Multi-agent coordination is designed but undertested. The system supports parallel agent sessions with awareness of what other agents are working on. The track system for partitioning work across agents has the schema and indexes in place but hasn't been exercised under real parallel load. Most development still happens as single-agent sessions.

The portfolio is broad. The ventures span different domains - consumer, B2B, creative tools. This diversity is intentional (it's an exploration strategy), but it means attention is divided. Each venture gets less focused effort than it would in a single-product company.

Revenue is zero. The lab generates no direct revenue. It's pure investment in capability. If none of the ventures find product-market fit, the infrastructure has value only as a learning exercise and potentially as a template for others.

The Bet

The development lab model is a bet on three things.

First, that optionality beats conviction at the earliest stages. When you genuinely don't know which product idea has the best market, the ability to explore multiple ideas at low marginal cost is more valuable than deep commitment to one. The lab makes each additional exploration cheap.

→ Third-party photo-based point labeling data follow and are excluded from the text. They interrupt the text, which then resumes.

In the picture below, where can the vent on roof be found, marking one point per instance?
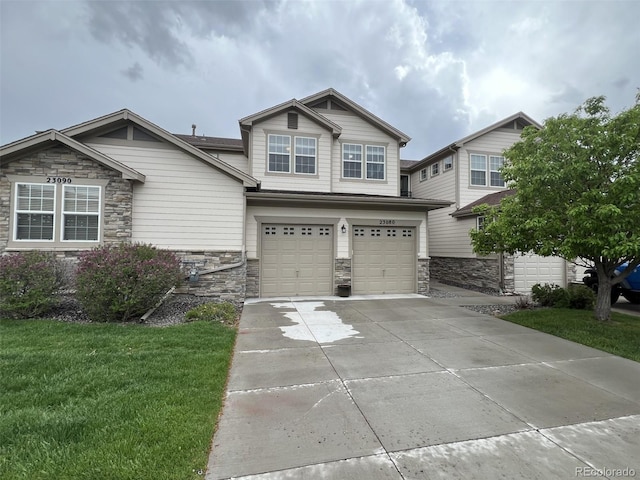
(120, 133)
(292, 120)
(139, 134)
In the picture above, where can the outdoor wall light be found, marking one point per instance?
(194, 276)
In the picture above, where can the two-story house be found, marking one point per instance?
(307, 199)
(467, 173)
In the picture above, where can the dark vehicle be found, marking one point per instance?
(629, 288)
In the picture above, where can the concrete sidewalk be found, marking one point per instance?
(419, 388)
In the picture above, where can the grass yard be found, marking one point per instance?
(621, 336)
(106, 401)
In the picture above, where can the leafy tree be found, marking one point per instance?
(577, 194)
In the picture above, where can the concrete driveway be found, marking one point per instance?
(419, 388)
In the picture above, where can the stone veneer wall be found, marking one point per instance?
(467, 272)
(62, 162)
(423, 276)
(341, 273)
(227, 285)
(253, 278)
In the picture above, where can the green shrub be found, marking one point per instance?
(581, 297)
(550, 295)
(28, 283)
(118, 283)
(576, 296)
(215, 312)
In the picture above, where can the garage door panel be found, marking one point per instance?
(383, 260)
(296, 260)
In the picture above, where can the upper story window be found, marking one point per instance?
(57, 213)
(352, 161)
(305, 154)
(375, 162)
(448, 163)
(485, 170)
(279, 153)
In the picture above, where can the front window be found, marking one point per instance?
(279, 153)
(35, 208)
(479, 170)
(375, 162)
(485, 170)
(496, 163)
(305, 155)
(370, 166)
(57, 213)
(81, 211)
(351, 161)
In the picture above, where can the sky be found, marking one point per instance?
(437, 70)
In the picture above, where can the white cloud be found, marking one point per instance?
(435, 70)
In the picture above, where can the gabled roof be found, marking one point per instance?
(492, 199)
(330, 199)
(216, 143)
(294, 104)
(521, 119)
(128, 115)
(360, 111)
(42, 140)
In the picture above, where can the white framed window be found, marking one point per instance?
(351, 160)
(34, 212)
(495, 165)
(448, 163)
(485, 170)
(81, 213)
(375, 162)
(279, 153)
(305, 155)
(56, 213)
(370, 166)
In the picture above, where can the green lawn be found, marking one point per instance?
(620, 336)
(105, 401)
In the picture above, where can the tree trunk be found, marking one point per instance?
(603, 299)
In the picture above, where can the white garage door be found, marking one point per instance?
(532, 269)
(384, 260)
(296, 260)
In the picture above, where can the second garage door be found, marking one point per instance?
(296, 260)
(531, 269)
(384, 260)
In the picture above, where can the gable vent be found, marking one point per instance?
(292, 120)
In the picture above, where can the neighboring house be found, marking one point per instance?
(309, 198)
(467, 173)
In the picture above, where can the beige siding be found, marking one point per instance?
(342, 247)
(184, 203)
(299, 182)
(357, 130)
(448, 236)
(491, 143)
(237, 160)
(440, 187)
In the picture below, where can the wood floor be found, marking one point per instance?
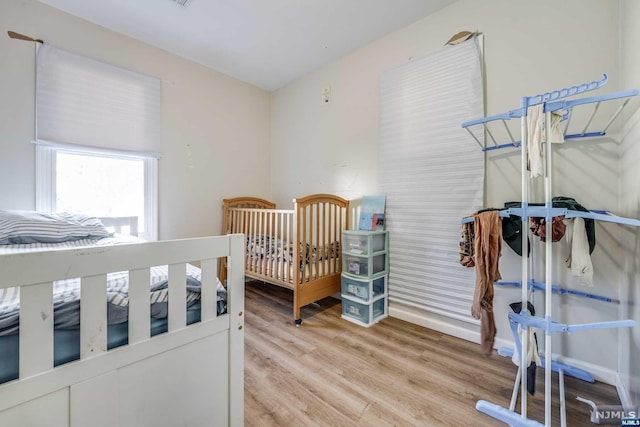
(330, 372)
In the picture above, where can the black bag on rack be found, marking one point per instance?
(512, 226)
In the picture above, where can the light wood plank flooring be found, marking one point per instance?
(330, 372)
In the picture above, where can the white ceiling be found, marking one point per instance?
(268, 43)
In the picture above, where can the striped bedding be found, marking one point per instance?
(66, 293)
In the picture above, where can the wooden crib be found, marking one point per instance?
(299, 249)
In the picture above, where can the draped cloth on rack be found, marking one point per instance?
(488, 249)
(535, 132)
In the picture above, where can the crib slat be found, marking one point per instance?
(36, 329)
(139, 307)
(93, 315)
(177, 296)
(208, 289)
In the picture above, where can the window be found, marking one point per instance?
(98, 183)
(98, 138)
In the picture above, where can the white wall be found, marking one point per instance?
(629, 348)
(224, 121)
(530, 47)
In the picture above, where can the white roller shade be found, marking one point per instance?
(81, 101)
(432, 173)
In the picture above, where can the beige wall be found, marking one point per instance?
(629, 349)
(530, 47)
(224, 121)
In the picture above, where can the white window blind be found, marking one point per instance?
(432, 173)
(81, 101)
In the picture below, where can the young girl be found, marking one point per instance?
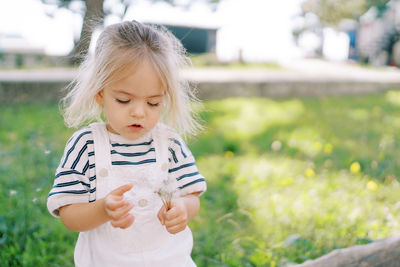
(109, 181)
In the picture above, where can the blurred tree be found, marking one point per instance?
(332, 12)
(93, 12)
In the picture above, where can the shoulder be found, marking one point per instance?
(81, 135)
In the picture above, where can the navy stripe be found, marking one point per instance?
(133, 163)
(73, 147)
(133, 154)
(67, 173)
(129, 145)
(71, 183)
(173, 154)
(77, 192)
(79, 156)
(193, 182)
(181, 167)
(187, 175)
(86, 167)
(179, 144)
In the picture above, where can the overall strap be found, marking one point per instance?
(102, 151)
(160, 137)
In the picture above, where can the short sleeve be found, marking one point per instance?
(72, 178)
(182, 167)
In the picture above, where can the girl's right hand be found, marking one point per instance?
(117, 208)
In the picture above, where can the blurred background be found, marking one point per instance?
(45, 32)
(300, 105)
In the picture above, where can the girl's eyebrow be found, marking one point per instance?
(126, 93)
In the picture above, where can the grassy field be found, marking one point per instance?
(288, 180)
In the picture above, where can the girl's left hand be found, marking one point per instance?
(176, 218)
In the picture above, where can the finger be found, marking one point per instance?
(175, 221)
(176, 229)
(173, 213)
(114, 204)
(160, 216)
(121, 212)
(124, 222)
(121, 190)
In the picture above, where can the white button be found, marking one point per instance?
(142, 203)
(164, 167)
(103, 172)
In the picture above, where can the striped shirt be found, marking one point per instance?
(75, 177)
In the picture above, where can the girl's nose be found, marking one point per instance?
(137, 110)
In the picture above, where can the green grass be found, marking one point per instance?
(281, 188)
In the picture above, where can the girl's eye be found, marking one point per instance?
(122, 101)
(153, 104)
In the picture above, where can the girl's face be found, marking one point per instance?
(133, 104)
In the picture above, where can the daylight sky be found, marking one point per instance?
(260, 28)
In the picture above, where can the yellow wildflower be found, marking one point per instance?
(355, 167)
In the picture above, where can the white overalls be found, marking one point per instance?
(146, 243)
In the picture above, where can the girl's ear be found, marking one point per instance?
(99, 97)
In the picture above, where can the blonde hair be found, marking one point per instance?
(118, 47)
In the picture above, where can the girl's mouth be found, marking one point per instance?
(136, 126)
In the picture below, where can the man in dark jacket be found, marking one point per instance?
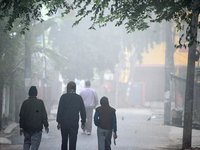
(70, 105)
(105, 120)
(32, 118)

Second, that AI agents will keep getting better. The lab's value scales with agent capability. As agents become more autonomous and require less human supervision, the number of ventures a small team can maintain increases. The infrastructure we built today is sized for current agent capabilities. Tomorrow's agents will get more leverage from the same infrastructure.

Third, that shared infrastructure compounds. Every improvement to the context management system benefits all ventures. Every documentation template, every CI/CD pattern, every deployment workflow is reusable. The development lab gets better with each venture added, not worse.

If one venture takes off, the infrastructure supports scaling it. The CI/CD pipelines, secrets management, and deployment patterns don't need to be rebuilt. If it doesn't take off, the same infrastructure supports pivoting to another venture or launching a new one. The lab itself is never wasted.

The worst case is that we've built a well-engineered development environment and learned a lot about AI-assisted multi-project development. The best case is that one of these ventures finds its market, and it gets there faster because the infrastructure was already in place.

We chose to build the lab first. Time will tell if that was the right call.